Tokenization (Link)
Tokenization means to convert the text/paragraph into words(nltk.word_tokenize()
) or sentences(nltk.sent_tokenize()
).
Stemming & Lemmatization (Link)
Stop Words - Most common words in a language which does not play much important role in predicting sentiment of a sentence(nltk.corpus.stopwords()
).
Process of reducing infected words to their word stem. Problem with this is that result given by stemming may not have any meaning(nltk.stem.PorterStemmer()
).
Lemmatization is a kind of stemming technique which is same as stemming with a difference that its result is always meaningful(nltk.stem.WordNetLemmatizer()
).
Bag of Words (BOW) (Link)
A representation of text that describes the occurrence of words within a document/document matrix w.r.t the words. BOW is implemented using CountVectorizer()
(sklearn.feature_extraction.text.CountVectorizer()
).
TF-IDF (Term Frequency-Inverse Document Frequency) (Link)
TF = No. of repetition of word in sentence/No. of words in sentence
IDF = log(No. of sentences/No. of sentences containing words)
TF-IDF is implemented using TfidfVectorizer()
(sklearn.feature_extraction.text.TfidfVectorizer()
).
Problem with BOW and TFIDF is that both do not store the semantic information.
Word2Vec (Link)
Every word is represented as a vector of 32 or more dimension instead of a single number. Here the semantic information and relation between different words is also preserved(gensim.models.Word2Vec()
).
Recurrent Neural Network(RNN) (Link)
Most important feature due to which RNN is heavily used in NLP is storing sequence of information which is discarded in all other techniques Bag of Words, Tfidf or Word2Vec.

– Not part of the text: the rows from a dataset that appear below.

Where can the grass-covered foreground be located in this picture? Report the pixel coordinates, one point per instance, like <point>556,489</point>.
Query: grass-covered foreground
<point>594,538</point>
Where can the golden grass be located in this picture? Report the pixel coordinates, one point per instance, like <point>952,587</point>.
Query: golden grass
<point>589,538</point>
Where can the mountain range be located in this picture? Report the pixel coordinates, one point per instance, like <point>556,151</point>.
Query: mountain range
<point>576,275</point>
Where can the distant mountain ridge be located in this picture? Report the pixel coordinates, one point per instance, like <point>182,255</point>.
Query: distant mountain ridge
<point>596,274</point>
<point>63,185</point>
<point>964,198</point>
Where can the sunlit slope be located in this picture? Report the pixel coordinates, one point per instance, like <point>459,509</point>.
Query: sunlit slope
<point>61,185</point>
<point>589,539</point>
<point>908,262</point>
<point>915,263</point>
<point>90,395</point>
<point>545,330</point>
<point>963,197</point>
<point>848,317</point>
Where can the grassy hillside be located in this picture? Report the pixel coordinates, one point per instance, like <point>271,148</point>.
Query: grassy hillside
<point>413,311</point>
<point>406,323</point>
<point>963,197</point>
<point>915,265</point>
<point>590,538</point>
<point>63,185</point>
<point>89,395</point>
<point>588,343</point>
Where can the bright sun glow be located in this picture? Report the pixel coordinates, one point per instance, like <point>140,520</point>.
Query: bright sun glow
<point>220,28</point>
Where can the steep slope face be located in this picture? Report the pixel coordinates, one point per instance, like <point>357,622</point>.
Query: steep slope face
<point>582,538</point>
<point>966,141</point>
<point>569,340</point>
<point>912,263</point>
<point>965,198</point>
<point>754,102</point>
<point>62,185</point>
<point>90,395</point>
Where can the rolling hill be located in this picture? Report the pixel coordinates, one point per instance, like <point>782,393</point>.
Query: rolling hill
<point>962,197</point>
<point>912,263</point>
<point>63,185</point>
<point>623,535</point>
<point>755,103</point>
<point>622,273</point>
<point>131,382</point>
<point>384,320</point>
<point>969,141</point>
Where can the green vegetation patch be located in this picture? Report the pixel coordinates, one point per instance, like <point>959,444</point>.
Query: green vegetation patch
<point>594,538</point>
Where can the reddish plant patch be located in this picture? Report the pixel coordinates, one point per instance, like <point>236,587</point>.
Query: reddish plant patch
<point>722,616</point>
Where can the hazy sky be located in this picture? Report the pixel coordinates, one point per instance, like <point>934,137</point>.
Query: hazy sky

Problem in RNN (Vanishing Gradient Problem & Exploding Gradient Problem) (Link)
Steps taken during backpropagation i.e. the update of gradients keeps on becoming small(when using sigmoid
as the activation function) after each iteration and eventually vanishes resulting in non-convergence to a global minimum. This problem is known as the Vanishing Gradient Problem.
Steps taken during backpropagation i.e. the update of gradients is so large(when using relu
as the activation function) at each iteration which explodes the gradient/steps and do not let the weights converge to a global minimum. This problem is known as the Exploding Gradient Problem.
Now to tackle/overcome these problems, we use LSTM(Long Short Term Memory) which is a special kind of RNN.
LSTM(Long Short Term Memory) (Link) (Reference)
- The main problem that LSTM solves is Long-Term Dependencies compare to simple RNN. Remembering information for long periods of time is practically their default behaviour.
- The LSTM does have the ability to remove or add information to the cell state, carefully regulated by structures called gates.
- Basically there are four components in LSTM:
- Memory Cell
- Forget Gate
- I/p Layer
- O/p Layer
- The first step in our LSTM is to decide what information we're going to throw away from the cell state. This decision is made by a sigmoid layer called the "forget gate layer".
- The next step is to decide what new information we're going to store in the cell state. This has two parts.
- First, a sigmoid layer called the "input gate layer" decides which values we'll update.
- Next, a tanh layer creates a vector of new candidate values that could be added to the state.
- In the next step, we'll combine these two to create an update to the state.
Word embeddings provide a dense representation of words and their relative meanings.